Serine protease HTRA2, mitochondrial is an enzyme that in humans is encoded by the HTRA2 gene. This protein is involved in caspase-dependent apoptosis and in Parkinson's disease.

==Structure==
=== Gene ===
The gene HTRA2 encodes a serine protease. The human gene has 8 exons and locates at chromosome band 2p12.

=== Protein ===
Protein HtrA2, also known as Omi, is a mitochondrially-located serine protease. The human protein Serine protease HTRA2, mitochondrial is 49kDa in size and composed of 458 amino acids. The peptide fragment of 1-31 amino acid is the mitochondrial transition sequence, fragment 32-133 amino acid is propertied, and 134-458 is the mature protein Serine protease HTRA2, mitochondrial, and its theoretical pI of this protein is 6.12. HtrA2 shows similarities with DegS, a bacterial protease present in the periplasm of gram-negative bacteria. Structurally, HtrA2 is a trimeric molecule with central protease domains and a carboxy-terminal PDZ domain, which is characteristic of the HtrA family. The PDZ domain preferentially binds C-terminus of the protein substrate and modulate the proteolytic activity of the trypsin-like protease domain.

== Function ==
The high-temperature requirement (HtrA) family are conserved evolutionarily and these oligomeric serine proteases has been classified in family S1B of the PA protease clan in the MEROPS protease database. The protease activity of the HtrA member HtrA2/Omi is required for mitochondrial homeostasis in mice and humans and inactivating mutations associated with neurodegenerative disorders such as Parkinson's disease. Moreover, HtrA2/Omi is released in the cytosol from the mitochondria during apoptosis and uses its four most N-terminal amino acids to mimic a caspase and be recruited by inhibitor of apoptosis protein (IAP) caspase inhibitors such as XIAP and CIAP1/2. Once bound, the serine protease cleaves the IAP, reducing the cell's inhibition to caspase activation.

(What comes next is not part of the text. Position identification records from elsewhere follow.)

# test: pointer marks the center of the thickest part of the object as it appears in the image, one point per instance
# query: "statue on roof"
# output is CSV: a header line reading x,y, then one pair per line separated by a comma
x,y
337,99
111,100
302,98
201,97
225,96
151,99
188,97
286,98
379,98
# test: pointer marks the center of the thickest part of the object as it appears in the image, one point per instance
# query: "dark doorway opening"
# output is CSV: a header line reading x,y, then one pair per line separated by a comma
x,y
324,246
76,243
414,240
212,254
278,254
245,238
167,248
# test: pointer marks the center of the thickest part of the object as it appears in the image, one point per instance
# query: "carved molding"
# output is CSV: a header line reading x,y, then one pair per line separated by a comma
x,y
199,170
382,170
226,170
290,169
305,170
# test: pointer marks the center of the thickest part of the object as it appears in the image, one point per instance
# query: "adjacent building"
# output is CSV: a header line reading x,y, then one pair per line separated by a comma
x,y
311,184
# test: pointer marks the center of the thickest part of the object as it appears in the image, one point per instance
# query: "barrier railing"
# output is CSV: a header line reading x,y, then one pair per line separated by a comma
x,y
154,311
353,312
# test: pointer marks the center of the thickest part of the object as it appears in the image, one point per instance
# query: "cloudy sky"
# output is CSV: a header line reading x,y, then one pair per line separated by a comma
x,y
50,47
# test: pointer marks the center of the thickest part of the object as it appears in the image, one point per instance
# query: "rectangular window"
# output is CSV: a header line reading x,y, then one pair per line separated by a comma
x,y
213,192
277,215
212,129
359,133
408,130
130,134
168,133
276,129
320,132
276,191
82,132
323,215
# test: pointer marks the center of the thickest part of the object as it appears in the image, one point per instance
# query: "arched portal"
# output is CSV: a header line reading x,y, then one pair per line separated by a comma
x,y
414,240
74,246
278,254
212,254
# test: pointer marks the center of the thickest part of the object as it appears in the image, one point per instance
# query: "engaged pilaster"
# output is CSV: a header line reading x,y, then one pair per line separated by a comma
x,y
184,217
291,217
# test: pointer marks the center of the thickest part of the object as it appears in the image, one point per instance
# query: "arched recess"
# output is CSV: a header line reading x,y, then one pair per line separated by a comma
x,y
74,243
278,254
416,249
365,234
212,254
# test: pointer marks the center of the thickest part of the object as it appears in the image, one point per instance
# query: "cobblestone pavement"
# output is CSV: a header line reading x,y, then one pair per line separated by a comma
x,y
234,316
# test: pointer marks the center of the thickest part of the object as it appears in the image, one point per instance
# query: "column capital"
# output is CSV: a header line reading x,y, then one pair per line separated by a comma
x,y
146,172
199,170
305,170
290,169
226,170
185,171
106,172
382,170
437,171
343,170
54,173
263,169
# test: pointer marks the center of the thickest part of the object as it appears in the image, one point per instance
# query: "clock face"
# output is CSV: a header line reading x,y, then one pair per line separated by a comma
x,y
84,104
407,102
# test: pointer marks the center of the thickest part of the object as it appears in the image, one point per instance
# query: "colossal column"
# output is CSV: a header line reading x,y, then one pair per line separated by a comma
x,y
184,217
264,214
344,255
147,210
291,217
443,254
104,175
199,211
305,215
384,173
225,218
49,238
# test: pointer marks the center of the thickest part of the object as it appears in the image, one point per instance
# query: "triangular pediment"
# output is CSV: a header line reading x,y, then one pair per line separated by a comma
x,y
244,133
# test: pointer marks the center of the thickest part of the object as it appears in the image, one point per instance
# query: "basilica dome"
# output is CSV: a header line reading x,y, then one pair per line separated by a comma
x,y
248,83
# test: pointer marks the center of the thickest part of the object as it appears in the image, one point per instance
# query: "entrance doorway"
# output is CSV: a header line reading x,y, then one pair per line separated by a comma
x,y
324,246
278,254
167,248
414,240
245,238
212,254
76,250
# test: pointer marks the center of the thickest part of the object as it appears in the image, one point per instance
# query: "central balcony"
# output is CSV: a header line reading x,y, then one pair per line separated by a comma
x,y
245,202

In summary, HTRA2/Omi contributes to apoptosis through both caspase-dependent and -independent pathways.

== Clinical significance ==
The members of the HtrA family of proteases have been shown playing critical roles in cell physiology and being involved in several pathological processes including cancer and neurodegenerative disease. Strong evidences supported HtrA2's involvement in oncogenesis. This protein is widely expressed in a variety of cancer cell lines, Analysis of biopsy samples showed changes in expression of HtrA2 in cancer tissues compared with normal tissues.

HtrA2 has recently been identified as a gene related to Parkinson's disease. Mutations in Htra2 have been found in patients with Parkinson's disease. Additionally, mice lacking HtrA2 have a parkinsonian phenotype. This suggests that HtrA2 is linked to Parkinson's disease progression in humans and mice.

== Interactions ==
HtrA serine peptidase 2 has been shown to interact with MAPK14, XIAP and BIRC2.